This message repeated every ~10 seconds for 31 days, producing a log file of 49MB / 500,000+ lines, completely drowning out real errors.
Impact
- Real errors become invisible in the log noise.
- Background CPU/IO overhead from thousands of failed spawn attempts per day.
- No user-visible alert; the gateway itself runs fine, so the issue is entirely silent.
Root Cause Analysis
The restart command does not appear to wait for the old process to fully exit (port released, lock file cleared) before signalling launchd to start the new instance.
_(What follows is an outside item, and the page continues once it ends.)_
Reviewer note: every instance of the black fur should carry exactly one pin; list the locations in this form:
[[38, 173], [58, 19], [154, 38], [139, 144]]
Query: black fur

On a fast M-series Mac, launchd starts the new process within milliseconds of SIGTERM — before Node.js has completed its shutdown sequence.
Suggested Fix
One or more of the following:
- Add a shutdown fence: Before launchd reloads, poll until the port/lock file is no longer held (with a reasonable timeout, e.g., 5s).
- Use
launchctl stop+ sleep +launchctl startinstead of unload/load to give the old process time to exit cleanly. - Document a recommended
ThrottleIntervalin the generated plist (e.g., 30–60 seconds) so that if a race does occur, the retry storm is bounded.
Workaround
Adding ThrottleInterval 60 to the plist limits retry damage. The loop itself can be broken by running openclaw gateway restart again once the orphaned process has been manually killed.